Carmen Lago, premio Esplai: "La mujer prostituida no es más que una víctima"

La presidenta de la Asociación Faraxa reclama medidas para las prostitutas y que la lucha contra esta práctica se centre en el cliente y no en la mujer

20.11.2017 | 01:17

La presidenta de la Asociación Faraxa pola Abolición da Prostitución, la viguesa Carmen Lago, fue galardonada ayer con el galardón "Impulso al Tercer Sector" de los VIII Premios Fundación Esplai, con los que esta organización sin ánimo de lucro reconoce a aquellas personas que colaboran, desde el voluntariado, en causas sociales y que representan los valores de promoción de la sociedad civil, innovación en el ámbito socioeducativo y trabajo por la inclusión a través de las nuevas tecnologías. La entrega tuvo lugar ayer en la Casa del Lector de Madrid, dentro del Foro Fundación Esplai 2017, su principal encuentro anual.

La presidenta de Faraxa confesó sentirse "emocionada y muy orgullosa" de este premio, para el que fue propuesta por Contorna Social de Vigo. "Me siento muy orgullosa de haber sido elegida por lo que supone de reconocimiento a mi trabajo y a mi lucha contra la prostitución y la explotación sexual, y la defensa de las víctimas de trata", manifestó Lago, cuya andadura profesional en el ámbito social comenzó como mediadora en la asociación Alecrín, donde trabajó durante diez años, aprovechando sus conocimientos y experiencia como expolitoxicómana y exprostituida.

Lago hizo extensible este galardón a todas las personas que forman el equipo de Faraxa y también a las mujeres con las que trabajan, para las que reclamó alternativas que no tienen y educación para poder salir de la prostitución.

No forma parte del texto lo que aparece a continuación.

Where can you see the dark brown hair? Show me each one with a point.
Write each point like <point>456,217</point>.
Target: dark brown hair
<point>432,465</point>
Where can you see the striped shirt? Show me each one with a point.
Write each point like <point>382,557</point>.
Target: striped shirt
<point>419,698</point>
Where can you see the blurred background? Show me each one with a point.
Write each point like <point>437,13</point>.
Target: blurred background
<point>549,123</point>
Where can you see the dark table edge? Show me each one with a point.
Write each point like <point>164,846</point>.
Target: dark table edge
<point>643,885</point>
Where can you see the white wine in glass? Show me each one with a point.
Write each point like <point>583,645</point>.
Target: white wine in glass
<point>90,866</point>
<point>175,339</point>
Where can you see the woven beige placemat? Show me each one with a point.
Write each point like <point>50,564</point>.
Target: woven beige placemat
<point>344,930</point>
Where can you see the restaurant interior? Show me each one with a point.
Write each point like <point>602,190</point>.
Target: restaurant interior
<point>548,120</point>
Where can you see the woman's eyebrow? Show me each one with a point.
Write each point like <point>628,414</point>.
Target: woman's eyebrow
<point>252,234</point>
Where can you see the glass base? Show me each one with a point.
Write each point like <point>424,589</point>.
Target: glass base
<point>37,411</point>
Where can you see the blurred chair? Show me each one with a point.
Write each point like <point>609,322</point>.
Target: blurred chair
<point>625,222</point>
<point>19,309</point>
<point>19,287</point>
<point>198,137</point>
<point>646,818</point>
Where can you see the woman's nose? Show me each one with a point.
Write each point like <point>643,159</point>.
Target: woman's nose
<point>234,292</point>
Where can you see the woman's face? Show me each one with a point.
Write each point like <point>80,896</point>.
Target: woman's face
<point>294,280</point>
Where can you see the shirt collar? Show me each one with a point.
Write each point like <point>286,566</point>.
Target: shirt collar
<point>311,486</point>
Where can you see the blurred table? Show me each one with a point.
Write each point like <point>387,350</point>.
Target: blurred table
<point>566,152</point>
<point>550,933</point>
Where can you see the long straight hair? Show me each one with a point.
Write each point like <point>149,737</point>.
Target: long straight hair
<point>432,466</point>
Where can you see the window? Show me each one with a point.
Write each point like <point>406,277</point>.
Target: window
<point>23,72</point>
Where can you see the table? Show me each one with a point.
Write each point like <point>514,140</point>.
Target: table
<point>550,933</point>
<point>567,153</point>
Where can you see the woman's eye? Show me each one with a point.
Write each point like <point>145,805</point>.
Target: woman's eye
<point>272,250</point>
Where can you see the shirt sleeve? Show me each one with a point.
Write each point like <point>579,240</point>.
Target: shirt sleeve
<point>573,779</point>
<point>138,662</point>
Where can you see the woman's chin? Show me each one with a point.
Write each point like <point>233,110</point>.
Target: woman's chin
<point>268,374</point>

La presidenta de Faraxa recordó que sin demanda no hay oferta y exigió que se enfoque más al cliente y no tanto a la prostituta. " La mujer prostituida es una víctima. La prostitución también es violencia de género, y muy dura, durísima", manifestó.

Faraxa atendió en 2016 a 502 mujeres en su centro de día y tuvo más de 3.460 visitas. Faraxa realiza también un intenso trabajo de campo en Galicia, Asturias y Castilla y León, tanto pisos, calles y club. Solo el año pasado detectó 36 casos de trata de personas, de las cuales solo dos fueron denunciados. "Muchas mujeres se niegan a denunciar porque tienen miedo", añadió la viguesa.